Узник поднял голову. Гильельма увидела, как заблестели его глаза. Два лица, похожих друг на друга потянулись друг к другу, и на этих лицах были одни и те же слезы. Но брат не мог даже двигаться самостоятельно, а сестру остановила стража.
— Гильельма Маури, когда Вы были в Сабартес полтора года назад, в канун праздника Пасхи, в обществе не явившегося в суд Берната Белибаста, Вашего сообщника в прелюбодеянии и в ереси, видели ли Вы и знали ли Вы о том, что присутствующий здесь Ваш брат Гийом защищает еретиков и является их проводником и посланником?
— Нет! — закричала Гильельма. — Мне просто радостно было снова видеть его.

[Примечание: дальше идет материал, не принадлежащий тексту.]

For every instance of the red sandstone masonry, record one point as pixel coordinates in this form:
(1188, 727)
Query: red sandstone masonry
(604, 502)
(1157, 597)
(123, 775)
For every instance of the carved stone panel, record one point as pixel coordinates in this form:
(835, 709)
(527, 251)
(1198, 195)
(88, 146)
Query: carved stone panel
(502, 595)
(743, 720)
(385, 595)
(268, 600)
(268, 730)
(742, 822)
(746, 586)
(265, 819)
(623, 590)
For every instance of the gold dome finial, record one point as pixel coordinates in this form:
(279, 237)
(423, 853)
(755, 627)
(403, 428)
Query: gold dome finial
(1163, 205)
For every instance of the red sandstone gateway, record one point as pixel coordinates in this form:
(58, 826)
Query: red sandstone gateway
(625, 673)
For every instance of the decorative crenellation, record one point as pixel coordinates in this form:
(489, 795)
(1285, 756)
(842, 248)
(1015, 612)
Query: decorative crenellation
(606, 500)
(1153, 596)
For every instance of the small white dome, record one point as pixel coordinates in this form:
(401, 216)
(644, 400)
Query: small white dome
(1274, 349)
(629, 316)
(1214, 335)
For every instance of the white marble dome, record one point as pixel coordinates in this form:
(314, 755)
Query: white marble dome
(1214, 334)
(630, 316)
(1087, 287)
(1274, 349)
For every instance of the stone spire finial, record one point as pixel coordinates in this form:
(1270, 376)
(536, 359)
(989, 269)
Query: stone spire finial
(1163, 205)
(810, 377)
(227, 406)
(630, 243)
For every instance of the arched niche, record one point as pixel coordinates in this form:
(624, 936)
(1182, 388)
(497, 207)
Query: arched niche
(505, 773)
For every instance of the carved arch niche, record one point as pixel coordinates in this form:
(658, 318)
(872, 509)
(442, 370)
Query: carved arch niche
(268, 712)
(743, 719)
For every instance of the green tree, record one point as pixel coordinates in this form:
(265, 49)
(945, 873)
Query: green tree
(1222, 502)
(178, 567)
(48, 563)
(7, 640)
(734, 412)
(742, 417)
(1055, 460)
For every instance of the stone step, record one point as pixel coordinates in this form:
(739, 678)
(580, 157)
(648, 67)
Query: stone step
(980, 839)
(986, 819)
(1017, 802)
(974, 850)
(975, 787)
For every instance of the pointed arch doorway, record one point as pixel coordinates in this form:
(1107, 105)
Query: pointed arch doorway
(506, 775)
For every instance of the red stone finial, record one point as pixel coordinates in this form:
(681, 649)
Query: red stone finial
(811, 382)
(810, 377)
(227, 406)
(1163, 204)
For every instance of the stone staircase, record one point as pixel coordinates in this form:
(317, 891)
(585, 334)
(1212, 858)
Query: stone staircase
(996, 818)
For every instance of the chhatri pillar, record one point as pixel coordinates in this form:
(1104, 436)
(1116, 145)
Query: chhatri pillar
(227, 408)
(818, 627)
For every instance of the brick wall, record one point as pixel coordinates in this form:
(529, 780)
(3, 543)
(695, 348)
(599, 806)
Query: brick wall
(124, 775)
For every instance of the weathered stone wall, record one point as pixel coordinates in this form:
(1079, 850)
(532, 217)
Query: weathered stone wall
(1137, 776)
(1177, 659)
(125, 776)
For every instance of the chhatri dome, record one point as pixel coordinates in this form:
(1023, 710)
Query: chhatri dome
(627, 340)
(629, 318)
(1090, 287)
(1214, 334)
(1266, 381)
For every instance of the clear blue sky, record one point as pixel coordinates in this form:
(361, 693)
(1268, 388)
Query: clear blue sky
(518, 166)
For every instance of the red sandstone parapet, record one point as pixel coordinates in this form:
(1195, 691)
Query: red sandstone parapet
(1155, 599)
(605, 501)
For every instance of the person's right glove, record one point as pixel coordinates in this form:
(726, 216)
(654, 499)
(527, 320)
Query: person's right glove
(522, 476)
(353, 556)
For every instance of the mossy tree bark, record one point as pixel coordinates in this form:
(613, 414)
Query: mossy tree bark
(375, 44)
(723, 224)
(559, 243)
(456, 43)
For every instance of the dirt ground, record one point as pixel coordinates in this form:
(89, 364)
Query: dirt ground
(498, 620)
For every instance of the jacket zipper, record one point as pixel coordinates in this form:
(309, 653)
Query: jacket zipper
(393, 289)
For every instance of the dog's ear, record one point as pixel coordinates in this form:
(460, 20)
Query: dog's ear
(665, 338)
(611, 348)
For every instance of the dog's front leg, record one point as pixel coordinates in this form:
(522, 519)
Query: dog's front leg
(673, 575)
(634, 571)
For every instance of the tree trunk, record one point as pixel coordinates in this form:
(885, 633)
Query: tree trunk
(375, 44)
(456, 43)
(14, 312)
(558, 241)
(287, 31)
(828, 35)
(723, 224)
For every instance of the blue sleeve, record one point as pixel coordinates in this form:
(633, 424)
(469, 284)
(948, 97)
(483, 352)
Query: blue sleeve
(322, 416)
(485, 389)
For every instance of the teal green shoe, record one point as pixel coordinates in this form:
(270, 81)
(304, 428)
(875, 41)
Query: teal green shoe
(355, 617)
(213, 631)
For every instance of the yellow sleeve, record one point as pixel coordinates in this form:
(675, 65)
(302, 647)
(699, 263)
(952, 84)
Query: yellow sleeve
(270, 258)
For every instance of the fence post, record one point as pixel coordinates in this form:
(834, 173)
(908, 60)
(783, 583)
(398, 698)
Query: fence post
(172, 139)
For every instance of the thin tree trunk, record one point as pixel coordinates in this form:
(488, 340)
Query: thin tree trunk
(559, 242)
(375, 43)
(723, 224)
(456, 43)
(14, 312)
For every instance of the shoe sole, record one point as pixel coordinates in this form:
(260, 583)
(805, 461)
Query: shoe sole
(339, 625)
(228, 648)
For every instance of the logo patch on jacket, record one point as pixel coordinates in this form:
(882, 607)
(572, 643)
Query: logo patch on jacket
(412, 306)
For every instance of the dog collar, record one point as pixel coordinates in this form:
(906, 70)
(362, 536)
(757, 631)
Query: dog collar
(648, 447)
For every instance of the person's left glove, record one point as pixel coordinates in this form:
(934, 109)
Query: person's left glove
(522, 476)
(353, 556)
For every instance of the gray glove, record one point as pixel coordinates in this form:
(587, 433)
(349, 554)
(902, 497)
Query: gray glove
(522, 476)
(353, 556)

— Гильельма Маури, у нас есть многочисленные свидетельства того, что Ваш брат, так же, как и Вы, постоянно поддерживал контакты с проклятыми еретиками, известными под именами Андрю Тавернье, из Праде, и Гийом Отье, из Акса. Что вы защищали и провожали их из одного укрытия в другое, и вы помогли им бежать от посланцев Монсеньора инквизитора Каркассона.

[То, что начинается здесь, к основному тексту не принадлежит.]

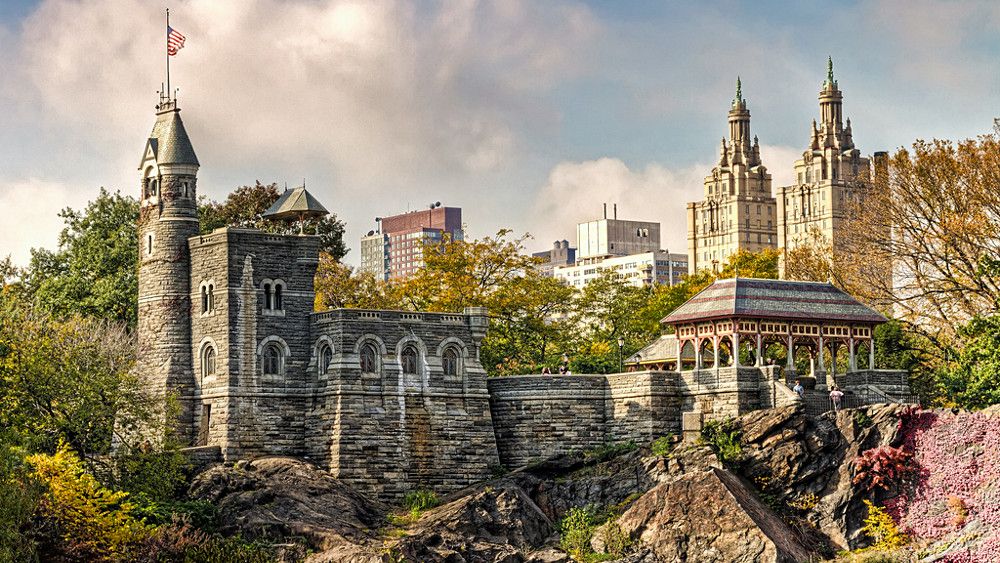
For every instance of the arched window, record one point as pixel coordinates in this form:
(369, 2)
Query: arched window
(208, 361)
(325, 358)
(271, 360)
(368, 359)
(450, 362)
(409, 360)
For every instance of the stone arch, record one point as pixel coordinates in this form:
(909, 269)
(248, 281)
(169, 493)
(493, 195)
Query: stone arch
(687, 351)
(707, 349)
(206, 344)
(284, 357)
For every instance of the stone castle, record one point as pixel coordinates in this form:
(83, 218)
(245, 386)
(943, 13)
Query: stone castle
(389, 401)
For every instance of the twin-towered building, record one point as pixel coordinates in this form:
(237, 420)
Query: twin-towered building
(740, 211)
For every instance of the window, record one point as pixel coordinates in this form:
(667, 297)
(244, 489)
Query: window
(368, 359)
(208, 361)
(450, 362)
(409, 360)
(271, 361)
(325, 358)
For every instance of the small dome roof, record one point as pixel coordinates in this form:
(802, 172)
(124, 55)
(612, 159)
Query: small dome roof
(296, 204)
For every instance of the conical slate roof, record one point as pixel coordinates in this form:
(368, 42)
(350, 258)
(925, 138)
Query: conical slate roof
(773, 299)
(296, 204)
(169, 139)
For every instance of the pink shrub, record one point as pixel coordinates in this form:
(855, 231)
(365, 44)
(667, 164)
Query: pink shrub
(959, 459)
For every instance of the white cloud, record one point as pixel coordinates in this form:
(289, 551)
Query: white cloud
(575, 191)
(30, 210)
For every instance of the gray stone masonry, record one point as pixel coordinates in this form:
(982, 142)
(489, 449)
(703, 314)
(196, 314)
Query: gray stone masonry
(537, 416)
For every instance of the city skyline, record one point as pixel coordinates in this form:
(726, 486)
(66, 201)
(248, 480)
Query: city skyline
(507, 110)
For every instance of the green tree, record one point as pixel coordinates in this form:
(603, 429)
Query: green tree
(66, 379)
(245, 206)
(93, 272)
(972, 381)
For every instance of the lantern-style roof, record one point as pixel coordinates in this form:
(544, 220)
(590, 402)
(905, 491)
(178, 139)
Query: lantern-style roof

— Нет! — снова закричала Гильельма. Но Гийом не говорил ничего.
— Ваш брат, Гийом Маури, присутствующий здесь, полностью отрицает те достоверные свидетельства, которые мы ему предъявили. Если он будет и дальше нам сопротивляться, мы вынуждены будем поместить его на «кобылу». Может быть, Ваше сестринское сострадание подтолкнет его к тому, чтобы признаться, облегчить свою участь и спасти свою душу.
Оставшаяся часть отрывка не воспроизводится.